How to model tags

Hi i’m quite new to couchbase, but read and benchmarked a lot of possible solutions.
Currently i’m quite frustrated, since i’m not quite happy with my outcome and timing.

Maybe you can help, how i should model my data correctly.

The Problem:

I have a lot of events (100.000.000 every month - stored for 3months), which contain a lot of annotated tags (1900 unique / avg. 30 per document ).

Now i simply want to index the tags, so i can search for a tag and retrieve/paginate all results.

# sample data
{"data":{},"tags":{"tag_1":true,"tag_2":true}}

Related Solutions/ what i tried so far:

Current Solution:

  • In the current solution i create an index of the dictionary (based on the documentation)
CREATE INDEX `idx_data_tags` ON `data`.`_default`.`data`((distinct (array [(`v`.`name`), (`v`.`val`)] for `v` in OBJECT_PAIRS(`tags`) end)))
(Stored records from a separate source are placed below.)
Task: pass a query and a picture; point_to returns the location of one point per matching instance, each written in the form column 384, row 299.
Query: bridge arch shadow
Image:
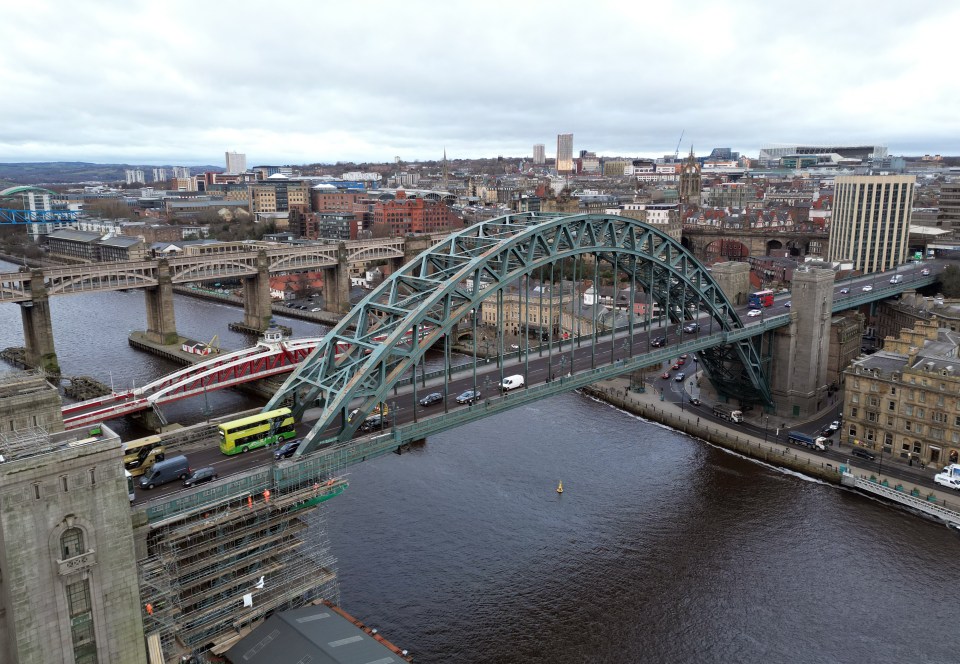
column 386, row 335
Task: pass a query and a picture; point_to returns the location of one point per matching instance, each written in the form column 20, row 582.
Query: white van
column 511, row 382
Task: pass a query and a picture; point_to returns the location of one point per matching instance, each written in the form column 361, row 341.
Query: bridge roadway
column 546, row 370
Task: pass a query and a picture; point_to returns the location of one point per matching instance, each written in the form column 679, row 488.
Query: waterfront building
column 904, row 401
column 871, row 221
column 236, row 163
column 69, row 590
column 564, row 154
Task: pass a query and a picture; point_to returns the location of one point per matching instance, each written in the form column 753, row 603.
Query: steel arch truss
column 387, row 333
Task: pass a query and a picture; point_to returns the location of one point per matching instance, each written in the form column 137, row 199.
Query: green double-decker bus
column 249, row 433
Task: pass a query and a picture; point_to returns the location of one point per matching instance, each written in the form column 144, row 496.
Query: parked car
column 469, row 396
column 374, row 422
column 200, row 475
column 430, row 399
column 286, row 450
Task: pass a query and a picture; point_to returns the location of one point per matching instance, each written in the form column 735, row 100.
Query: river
column 662, row 548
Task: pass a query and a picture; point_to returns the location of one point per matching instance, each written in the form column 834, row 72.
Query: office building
column 564, row 154
column 539, row 155
column 871, row 221
column 236, row 163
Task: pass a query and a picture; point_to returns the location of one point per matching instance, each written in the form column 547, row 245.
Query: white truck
column 949, row 476
column 511, row 382
column 728, row 413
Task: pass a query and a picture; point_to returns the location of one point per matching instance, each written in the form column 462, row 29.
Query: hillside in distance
column 73, row 172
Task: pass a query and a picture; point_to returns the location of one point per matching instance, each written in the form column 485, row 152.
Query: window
column 71, row 543
column 81, row 622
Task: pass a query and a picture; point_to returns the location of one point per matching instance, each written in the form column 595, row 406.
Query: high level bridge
column 376, row 354
column 32, row 289
column 513, row 266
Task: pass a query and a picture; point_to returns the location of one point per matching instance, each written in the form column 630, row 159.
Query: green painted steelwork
column 418, row 305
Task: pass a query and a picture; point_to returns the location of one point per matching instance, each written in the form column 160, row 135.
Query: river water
column 661, row 548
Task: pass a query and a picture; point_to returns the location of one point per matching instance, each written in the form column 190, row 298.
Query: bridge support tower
column 336, row 284
column 256, row 296
column 733, row 277
column 38, row 327
column 801, row 350
column 161, row 324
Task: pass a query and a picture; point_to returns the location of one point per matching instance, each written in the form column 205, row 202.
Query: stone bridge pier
column 257, row 309
column 161, row 323
column 38, row 327
column 336, row 284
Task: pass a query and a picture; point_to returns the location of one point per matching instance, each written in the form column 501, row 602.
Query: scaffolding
column 213, row 574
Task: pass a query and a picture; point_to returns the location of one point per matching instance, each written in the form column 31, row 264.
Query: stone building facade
column 69, row 590
column 904, row 401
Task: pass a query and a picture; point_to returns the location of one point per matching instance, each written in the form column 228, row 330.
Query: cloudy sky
column 315, row 81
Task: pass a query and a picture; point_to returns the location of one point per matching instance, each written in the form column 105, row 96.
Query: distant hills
column 73, row 172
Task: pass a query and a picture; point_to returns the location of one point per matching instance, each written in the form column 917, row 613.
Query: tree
column 950, row 281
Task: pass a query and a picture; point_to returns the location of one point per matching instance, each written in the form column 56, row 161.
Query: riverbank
column 647, row 404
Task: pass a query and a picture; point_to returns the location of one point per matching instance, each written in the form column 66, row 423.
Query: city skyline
column 721, row 76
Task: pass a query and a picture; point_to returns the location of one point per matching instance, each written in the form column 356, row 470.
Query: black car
column 286, row 450
column 200, row 475
column 430, row 399
column 374, row 423
column 469, row 396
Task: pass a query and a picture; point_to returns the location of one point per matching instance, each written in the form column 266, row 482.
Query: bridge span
column 273, row 355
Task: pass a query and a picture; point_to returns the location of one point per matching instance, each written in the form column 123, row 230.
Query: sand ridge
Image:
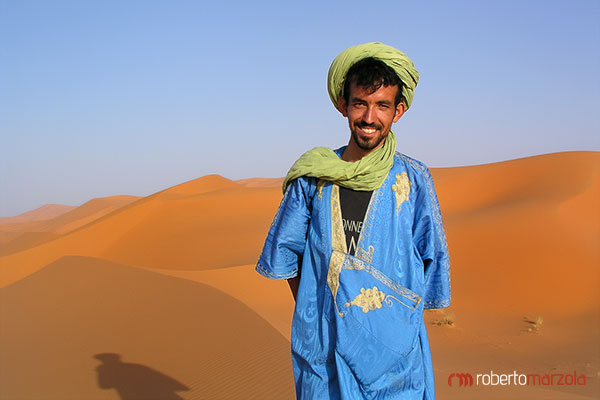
column 523, row 237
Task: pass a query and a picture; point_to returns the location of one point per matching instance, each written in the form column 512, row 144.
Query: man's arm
column 294, row 282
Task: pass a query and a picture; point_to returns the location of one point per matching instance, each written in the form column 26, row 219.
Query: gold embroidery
column 320, row 185
column 338, row 245
column 338, row 240
column 368, row 299
column 402, row 189
column 371, row 299
column 411, row 299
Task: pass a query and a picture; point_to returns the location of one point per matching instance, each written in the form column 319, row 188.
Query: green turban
column 393, row 58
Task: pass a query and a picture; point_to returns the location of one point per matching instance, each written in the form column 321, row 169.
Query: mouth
column 368, row 130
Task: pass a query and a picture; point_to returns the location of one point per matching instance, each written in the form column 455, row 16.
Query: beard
column 370, row 143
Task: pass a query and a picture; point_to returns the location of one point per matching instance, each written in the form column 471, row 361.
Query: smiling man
column 359, row 237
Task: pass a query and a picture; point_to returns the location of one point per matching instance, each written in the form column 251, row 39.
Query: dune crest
column 523, row 240
column 47, row 211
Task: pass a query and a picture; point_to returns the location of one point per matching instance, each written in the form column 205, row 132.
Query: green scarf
column 368, row 173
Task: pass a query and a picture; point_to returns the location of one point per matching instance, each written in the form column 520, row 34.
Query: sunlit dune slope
column 46, row 211
column 55, row 321
column 519, row 232
column 23, row 235
column 261, row 182
column 524, row 234
column 205, row 223
column 73, row 218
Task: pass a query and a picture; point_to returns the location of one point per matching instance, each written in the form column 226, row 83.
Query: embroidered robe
column 358, row 329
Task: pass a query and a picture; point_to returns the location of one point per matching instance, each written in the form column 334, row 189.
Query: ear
column 400, row 108
column 343, row 106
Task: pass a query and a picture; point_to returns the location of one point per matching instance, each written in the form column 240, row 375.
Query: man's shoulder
column 412, row 166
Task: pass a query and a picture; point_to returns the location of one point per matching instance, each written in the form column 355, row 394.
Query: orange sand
column 166, row 282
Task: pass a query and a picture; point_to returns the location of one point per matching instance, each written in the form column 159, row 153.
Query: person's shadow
column 135, row 381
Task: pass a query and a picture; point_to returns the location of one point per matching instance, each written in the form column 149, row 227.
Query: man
column 359, row 237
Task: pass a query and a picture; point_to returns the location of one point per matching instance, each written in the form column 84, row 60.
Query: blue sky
column 99, row 98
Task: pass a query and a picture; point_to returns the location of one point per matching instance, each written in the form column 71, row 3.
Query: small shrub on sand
column 534, row 324
column 447, row 319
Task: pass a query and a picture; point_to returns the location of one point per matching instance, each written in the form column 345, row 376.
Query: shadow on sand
column 135, row 381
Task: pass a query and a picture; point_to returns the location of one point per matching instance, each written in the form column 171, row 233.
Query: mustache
column 362, row 124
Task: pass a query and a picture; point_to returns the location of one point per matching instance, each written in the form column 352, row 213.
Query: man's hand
column 294, row 282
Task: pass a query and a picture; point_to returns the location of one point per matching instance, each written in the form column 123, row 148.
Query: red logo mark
column 463, row 379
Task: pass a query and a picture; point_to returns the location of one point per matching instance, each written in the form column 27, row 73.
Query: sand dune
column 59, row 318
column 47, row 211
column 261, row 182
column 18, row 236
column 188, row 226
column 523, row 237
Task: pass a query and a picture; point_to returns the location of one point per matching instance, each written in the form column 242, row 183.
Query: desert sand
column 126, row 296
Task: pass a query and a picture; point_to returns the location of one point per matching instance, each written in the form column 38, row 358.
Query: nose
column 369, row 115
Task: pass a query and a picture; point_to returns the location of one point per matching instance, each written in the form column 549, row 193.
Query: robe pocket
column 376, row 319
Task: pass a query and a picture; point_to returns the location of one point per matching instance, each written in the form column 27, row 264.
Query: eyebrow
column 381, row 102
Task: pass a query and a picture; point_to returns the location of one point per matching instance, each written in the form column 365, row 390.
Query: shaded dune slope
column 57, row 319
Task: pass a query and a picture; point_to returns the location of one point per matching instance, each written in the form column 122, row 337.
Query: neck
column 354, row 153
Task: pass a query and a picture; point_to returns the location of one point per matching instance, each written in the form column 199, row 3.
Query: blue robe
column 358, row 329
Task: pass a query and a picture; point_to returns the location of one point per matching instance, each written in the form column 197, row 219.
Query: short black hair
column 372, row 74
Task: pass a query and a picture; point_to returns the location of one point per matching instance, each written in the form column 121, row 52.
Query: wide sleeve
column 430, row 241
column 282, row 253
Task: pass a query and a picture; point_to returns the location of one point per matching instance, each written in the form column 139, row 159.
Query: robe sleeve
column 430, row 240
column 282, row 253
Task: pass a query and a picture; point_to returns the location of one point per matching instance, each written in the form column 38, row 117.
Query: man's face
column 370, row 115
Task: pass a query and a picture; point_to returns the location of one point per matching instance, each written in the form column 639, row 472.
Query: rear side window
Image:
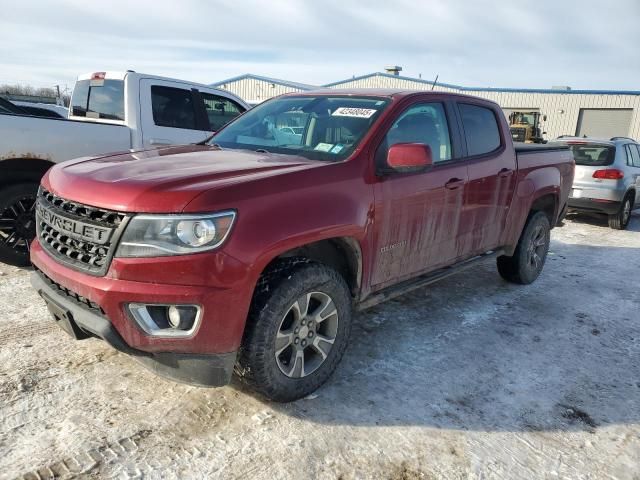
column 480, row 129
column 98, row 99
column 633, row 155
column 220, row 110
column 593, row 155
column 422, row 123
column 173, row 107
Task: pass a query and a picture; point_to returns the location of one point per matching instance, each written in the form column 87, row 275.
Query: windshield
column 315, row 127
column 593, row 155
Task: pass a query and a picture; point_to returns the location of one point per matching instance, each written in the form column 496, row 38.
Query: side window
column 633, row 155
column 480, row 129
column 220, row 110
column 173, row 107
column 422, row 123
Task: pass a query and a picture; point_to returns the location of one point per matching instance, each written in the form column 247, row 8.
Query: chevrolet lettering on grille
column 74, row 228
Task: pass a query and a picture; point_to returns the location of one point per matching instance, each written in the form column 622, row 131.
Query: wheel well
column 18, row 170
column 547, row 205
column 632, row 193
column 343, row 254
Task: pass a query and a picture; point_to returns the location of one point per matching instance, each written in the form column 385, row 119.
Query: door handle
column 454, row 183
column 159, row 141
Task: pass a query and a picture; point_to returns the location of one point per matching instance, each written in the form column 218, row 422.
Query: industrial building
column 595, row 113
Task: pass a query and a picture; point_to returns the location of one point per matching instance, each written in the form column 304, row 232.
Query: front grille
column 519, row 134
column 71, row 248
column 71, row 295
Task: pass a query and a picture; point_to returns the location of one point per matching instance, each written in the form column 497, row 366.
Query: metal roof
column 488, row 89
column 286, row 83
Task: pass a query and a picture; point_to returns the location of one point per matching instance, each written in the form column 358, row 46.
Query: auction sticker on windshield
column 353, row 112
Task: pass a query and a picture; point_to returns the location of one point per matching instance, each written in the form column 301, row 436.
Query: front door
column 417, row 215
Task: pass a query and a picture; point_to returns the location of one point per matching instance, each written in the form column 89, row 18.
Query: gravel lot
column 470, row 378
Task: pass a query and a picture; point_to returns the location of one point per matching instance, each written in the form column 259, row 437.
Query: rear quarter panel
column 540, row 173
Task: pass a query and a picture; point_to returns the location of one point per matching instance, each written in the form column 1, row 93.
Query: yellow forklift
column 525, row 127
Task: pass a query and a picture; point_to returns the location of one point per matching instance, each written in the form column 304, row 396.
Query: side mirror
column 409, row 157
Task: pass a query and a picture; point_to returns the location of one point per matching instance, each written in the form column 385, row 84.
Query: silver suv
column 607, row 177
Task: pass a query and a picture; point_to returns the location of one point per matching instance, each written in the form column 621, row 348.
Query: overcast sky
column 494, row 43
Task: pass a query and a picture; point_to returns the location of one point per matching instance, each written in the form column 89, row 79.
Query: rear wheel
column 620, row 220
column 297, row 330
column 527, row 261
column 17, row 222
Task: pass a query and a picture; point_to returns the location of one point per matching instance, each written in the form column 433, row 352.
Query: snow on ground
column 471, row 377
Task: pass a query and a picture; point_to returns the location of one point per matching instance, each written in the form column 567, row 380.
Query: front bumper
column 608, row 207
column 221, row 285
column 195, row 369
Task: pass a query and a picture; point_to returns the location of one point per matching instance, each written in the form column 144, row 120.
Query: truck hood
column 163, row 180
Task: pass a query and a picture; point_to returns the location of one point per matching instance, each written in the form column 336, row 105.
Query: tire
column 17, row 222
column 275, row 319
column 620, row 220
column 527, row 261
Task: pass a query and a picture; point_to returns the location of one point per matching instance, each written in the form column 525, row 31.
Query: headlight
column 162, row 235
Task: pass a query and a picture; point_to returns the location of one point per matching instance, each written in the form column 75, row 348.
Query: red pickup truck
column 250, row 251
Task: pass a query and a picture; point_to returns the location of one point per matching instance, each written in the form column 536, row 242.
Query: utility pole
column 58, row 96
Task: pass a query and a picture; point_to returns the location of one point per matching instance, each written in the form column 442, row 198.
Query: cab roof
column 380, row 92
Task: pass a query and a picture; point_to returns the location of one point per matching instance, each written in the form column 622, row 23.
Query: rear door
column 492, row 176
column 633, row 162
column 417, row 214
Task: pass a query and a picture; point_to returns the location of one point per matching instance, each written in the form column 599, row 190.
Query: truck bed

and use this to search for matches:

SELECT * FROM `data`.`_default`.`data` WHERE (ANY v IN OBJECT_PAIRS(tags) SATISFIES [v.name,v.val] = [$tag ,TRUE] END)  LIMIT 1000 OFFSET 1000

Maybe someone can help a desperate soul. I tried arrarys too, but got better result with this method. If you require any more information, i’m happy to help.

Thanks :slight_smile:

Result execution plan (click me)
{
    "plan": {
        "#operator": "Sequence",
        "~children": [
            {
                "#operator": "Sequence",
                "~children": [
                    {
                        "#operator": "DistinctScan",
                        "limit": "1000",
                        "offset": "1000",
                        "scan": {
                            "#operator": "IndexScan3",
                            "bucket": "data",
                            "index": "idx_data_tags",
                            "index_id": "1eeda9ec5baa7833",
                            "index_projection": {
                                "primary_key": true
                            },
                            "keyspace": "data",
                            "namespace": "default",
                            "scope": "_default",
                            "spans": [
                                {
                                    "exact": true,
                                    "range": [
                                        {
                                            "high": "[$tag, true]",
                                            "inclusion": 3,
                                            "index_key": "(distinct (array [(`v`.`name`), (`v`.`val`)] for `v` in object_pairs(`tags`) end))",
                                            "low": "[$tag, true]"
                                        }
                                    ]
                                }
                            ],
                            "using": "gsi"
                        }
                    },
                    {
                        "#operator": "Fetch",
                        "bucket": "data",
                        "keyspace": "data",
                        "namespace": "default",
                        "scope": "_default"
                    },
                    {
                        "#operator": "Parallel",
                        "~child": {
                            "#operator": "Sequence",
                            "~children": [
                                {
                                    "#operator": "Filter",
                                    "condition": "any `v` in object_pairs((`data`.`tags`)) satisfies ([(`v`.`name`), (`v`.`val`)] = [$tag, true]) end"
                                },
                                {
                                    "#operator": "InitialProject",
                                    "result_terms": [
                                        {
                                            "expr": "self",
                                            "star": true
                                        }
                                    ]
                                }
                            ]
                        }
                    }
                ]
            },
            {
                "#operator": "Limit",
                "expr": "1000"
            }
        ]
    }
}

What you have right one.

With CB 7.1+ try this

CREATE INDEX ix1 ON `data`.`_default`.`data`( DISTINCT ARRAY FLATTEN_KEYS(n,v) FOR n:v IN tags END);

SELECT d.* 
FROM `data`.`_default`.`data` AS d
WHERE ANY n:v IN d.tags SATISFIES n = "tag1" AND v = true END;
1 Like

Thanks for the very quick response <3. Will try this out again.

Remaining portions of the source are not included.